Preparation & Dosage
No clinically studied dosage ranges were provided in the research dossier for any form of royal jelly (extract, powder, or standardized preparations). The research does not include information on standardization methods used in clinical studies. Consult a healthcare provider before starting any new supplement.
Synergy & Pairings
Insufficient data in research to recommend synergistic ingredients
Safety & Interactions
Royal jelly is generally well-tolerated at typical supplemental doses (300–3,000 mg/day), but allergic reactions ranging from contact dermatitis to anaphylaxis have been documented, particularly in atopic individuals or those allergic to bee products.
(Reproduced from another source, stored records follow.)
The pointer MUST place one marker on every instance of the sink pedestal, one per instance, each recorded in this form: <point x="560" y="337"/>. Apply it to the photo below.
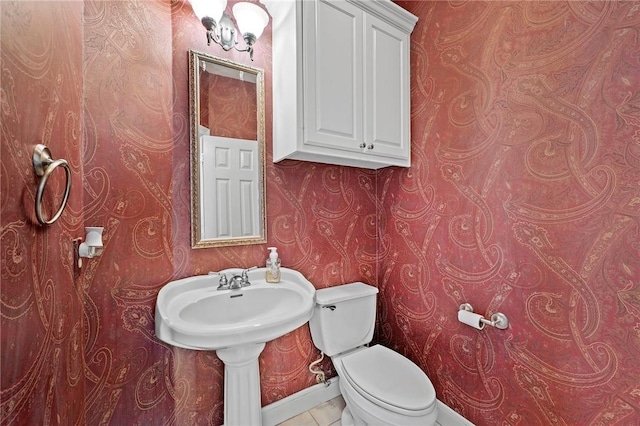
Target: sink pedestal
<point x="242" y="402"/>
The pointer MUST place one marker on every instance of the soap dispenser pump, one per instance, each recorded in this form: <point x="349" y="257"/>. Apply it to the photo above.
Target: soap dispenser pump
<point x="273" y="266"/>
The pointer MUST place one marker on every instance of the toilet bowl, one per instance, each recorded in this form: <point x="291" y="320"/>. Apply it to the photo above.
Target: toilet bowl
<point x="379" y="385"/>
<point x="384" y="388"/>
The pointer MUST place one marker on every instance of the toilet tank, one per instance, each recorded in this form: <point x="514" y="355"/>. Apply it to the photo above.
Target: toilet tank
<point x="344" y="317"/>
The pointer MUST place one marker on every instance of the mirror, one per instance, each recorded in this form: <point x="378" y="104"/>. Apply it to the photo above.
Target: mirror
<point x="227" y="152"/>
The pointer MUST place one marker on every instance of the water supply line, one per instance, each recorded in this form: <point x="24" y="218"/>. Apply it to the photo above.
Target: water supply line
<point x="320" y="376"/>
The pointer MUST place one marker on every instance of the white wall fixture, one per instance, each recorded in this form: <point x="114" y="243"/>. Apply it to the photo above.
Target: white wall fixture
<point x="92" y="245"/>
<point x="341" y="90"/>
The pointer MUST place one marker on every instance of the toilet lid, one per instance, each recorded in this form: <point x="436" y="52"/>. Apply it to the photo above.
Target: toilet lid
<point x="381" y="374"/>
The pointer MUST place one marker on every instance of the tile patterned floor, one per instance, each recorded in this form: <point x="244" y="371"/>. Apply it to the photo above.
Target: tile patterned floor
<point x="327" y="414"/>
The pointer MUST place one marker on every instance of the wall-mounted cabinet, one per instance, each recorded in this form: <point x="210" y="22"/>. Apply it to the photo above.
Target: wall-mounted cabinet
<point x="341" y="82"/>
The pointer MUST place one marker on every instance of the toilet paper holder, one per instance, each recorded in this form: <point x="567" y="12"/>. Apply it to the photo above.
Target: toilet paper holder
<point x="498" y="320"/>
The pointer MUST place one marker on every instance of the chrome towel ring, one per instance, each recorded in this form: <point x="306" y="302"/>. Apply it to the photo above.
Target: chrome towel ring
<point x="44" y="165"/>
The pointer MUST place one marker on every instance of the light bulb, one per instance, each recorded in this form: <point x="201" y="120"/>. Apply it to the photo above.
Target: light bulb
<point x="251" y="18"/>
<point x="211" y="8"/>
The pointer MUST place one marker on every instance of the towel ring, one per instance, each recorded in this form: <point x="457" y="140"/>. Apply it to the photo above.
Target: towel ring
<point x="44" y="166"/>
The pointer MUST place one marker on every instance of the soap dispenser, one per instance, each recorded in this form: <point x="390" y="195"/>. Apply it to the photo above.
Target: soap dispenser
<point x="273" y="266"/>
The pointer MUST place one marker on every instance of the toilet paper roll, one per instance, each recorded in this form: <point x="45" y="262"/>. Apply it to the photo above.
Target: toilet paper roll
<point x="471" y="319"/>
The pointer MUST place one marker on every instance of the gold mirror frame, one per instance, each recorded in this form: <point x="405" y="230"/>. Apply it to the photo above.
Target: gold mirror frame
<point x="195" y="62"/>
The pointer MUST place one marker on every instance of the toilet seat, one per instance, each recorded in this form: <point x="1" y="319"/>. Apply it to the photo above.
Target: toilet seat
<point x="389" y="380"/>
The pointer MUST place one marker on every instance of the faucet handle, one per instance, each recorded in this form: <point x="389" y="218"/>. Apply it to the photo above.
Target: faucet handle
<point x="223" y="279"/>
<point x="245" y="276"/>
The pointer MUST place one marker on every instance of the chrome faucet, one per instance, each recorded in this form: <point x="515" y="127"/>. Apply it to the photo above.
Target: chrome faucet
<point x="234" y="283"/>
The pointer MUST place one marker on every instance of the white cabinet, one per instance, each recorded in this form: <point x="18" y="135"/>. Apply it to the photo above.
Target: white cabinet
<point x="341" y="82"/>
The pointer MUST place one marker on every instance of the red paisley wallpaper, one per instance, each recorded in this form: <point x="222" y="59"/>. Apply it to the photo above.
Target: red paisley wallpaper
<point x="523" y="197"/>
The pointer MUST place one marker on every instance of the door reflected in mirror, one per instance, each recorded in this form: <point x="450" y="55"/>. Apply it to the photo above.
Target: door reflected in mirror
<point x="227" y="152"/>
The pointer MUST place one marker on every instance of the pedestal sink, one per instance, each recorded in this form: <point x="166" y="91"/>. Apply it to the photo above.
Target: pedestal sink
<point x="192" y="313"/>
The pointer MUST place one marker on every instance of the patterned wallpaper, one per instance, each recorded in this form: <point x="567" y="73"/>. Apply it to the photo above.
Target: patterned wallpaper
<point x="523" y="197"/>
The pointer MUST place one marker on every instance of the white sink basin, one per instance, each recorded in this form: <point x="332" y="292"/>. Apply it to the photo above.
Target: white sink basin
<point x="191" y="313"/>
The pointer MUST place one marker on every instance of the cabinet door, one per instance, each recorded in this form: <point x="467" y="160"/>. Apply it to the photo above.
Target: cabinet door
<point x="333" y="60"/>
<point x="387" y="103"/>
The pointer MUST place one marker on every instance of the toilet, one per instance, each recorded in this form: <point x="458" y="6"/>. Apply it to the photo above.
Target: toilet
<point x="379" y="386"/>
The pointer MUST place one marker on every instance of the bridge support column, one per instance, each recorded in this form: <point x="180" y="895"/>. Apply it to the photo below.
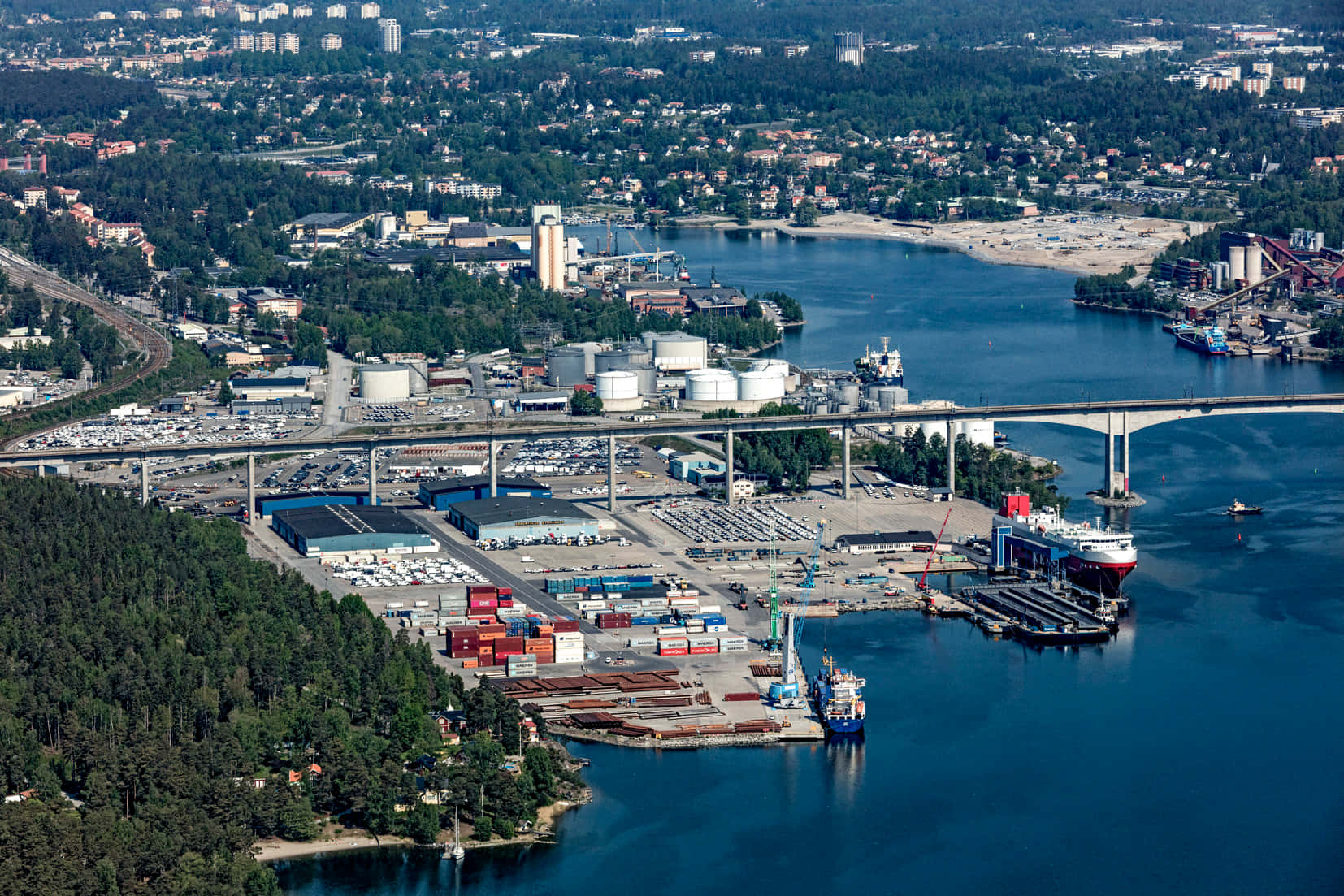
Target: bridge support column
<point x="495" y="476"/>
<point x="952" y="460"/>
<point x="1124" y="448"/>
<point x="727" y="469"/>
<point x="844" y="462"/>
<point x="610" y="473"/>
<point x="1109" y="457"/>
<point x="372" y="473"/>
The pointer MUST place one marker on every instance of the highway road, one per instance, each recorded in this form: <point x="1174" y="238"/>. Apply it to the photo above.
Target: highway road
<point x="154" y="347"/>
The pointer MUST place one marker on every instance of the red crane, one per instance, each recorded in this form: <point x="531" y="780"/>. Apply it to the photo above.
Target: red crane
<point x="921" y="586"/>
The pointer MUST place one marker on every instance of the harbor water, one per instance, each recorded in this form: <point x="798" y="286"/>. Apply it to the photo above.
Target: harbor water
<point x="1196" y="752"/>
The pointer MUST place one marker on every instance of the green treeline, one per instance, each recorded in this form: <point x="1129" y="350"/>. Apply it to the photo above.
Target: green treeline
<point x="47" y="94"/>
<point x="152" y="671"/>
<point x="1116" y="292"/>
<point x="982" y="473"/>
<point x="785" y="458"/>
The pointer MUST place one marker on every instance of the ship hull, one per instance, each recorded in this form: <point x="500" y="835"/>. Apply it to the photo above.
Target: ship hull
<point x="843" y="725"/>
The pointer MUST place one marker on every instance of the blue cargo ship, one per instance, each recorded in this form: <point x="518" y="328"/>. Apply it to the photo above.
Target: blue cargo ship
<point x="1207" y="341"/>
<point x="838" y="695"/>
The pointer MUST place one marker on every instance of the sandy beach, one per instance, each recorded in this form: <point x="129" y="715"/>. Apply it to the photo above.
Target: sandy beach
<point x="1079" y="244"/>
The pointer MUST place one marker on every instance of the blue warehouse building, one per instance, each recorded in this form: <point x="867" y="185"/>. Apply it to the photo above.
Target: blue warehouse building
<point x="267" y="504"/>
<point x="314" y="531"/>
<point x="442" y="493"/>
<point x="515" y="517"/>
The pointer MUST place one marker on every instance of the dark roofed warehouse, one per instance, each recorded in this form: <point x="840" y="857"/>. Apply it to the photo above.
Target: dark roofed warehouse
<point x="516" y="517"/>
<point x="314" y="531"/>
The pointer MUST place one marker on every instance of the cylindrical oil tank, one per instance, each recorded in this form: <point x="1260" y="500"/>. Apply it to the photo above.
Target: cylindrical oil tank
<point x="609" y="361"/>
<point x="647" y="376"/>
<point x="618" y="384"/>
<point x="565" y="366"/>
<point x="1237" y="261"/>
<point x="890" y="396"/>
<point x="1253" y="266"/>
<point x="419" y="375"/>
<point x="590" y="351"/>
<point x="639" y="353"/>
<point x="711" y="384"/>
<point x="384" y="382"/>
<point x="680" y="353"/>
<point x="760" y="386"/>
<point x="978" y="431"/>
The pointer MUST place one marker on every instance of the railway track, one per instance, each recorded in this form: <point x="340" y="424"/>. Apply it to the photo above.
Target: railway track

Drug interactions include potential potentiation of warfarin anticoagulant effects, with case reports of elevated INR in patients concurrently using royal jelly. Due to weak estrogenic activity from 10-HDA, individuals with hormone-sensitive conditions such as estrogen receptor-positive breast cancer or endometriosis should exercise caution. Pregnant and breastfeeding women should avoid royal jelly due to insufficient safety data and the risk of allergic sensitization.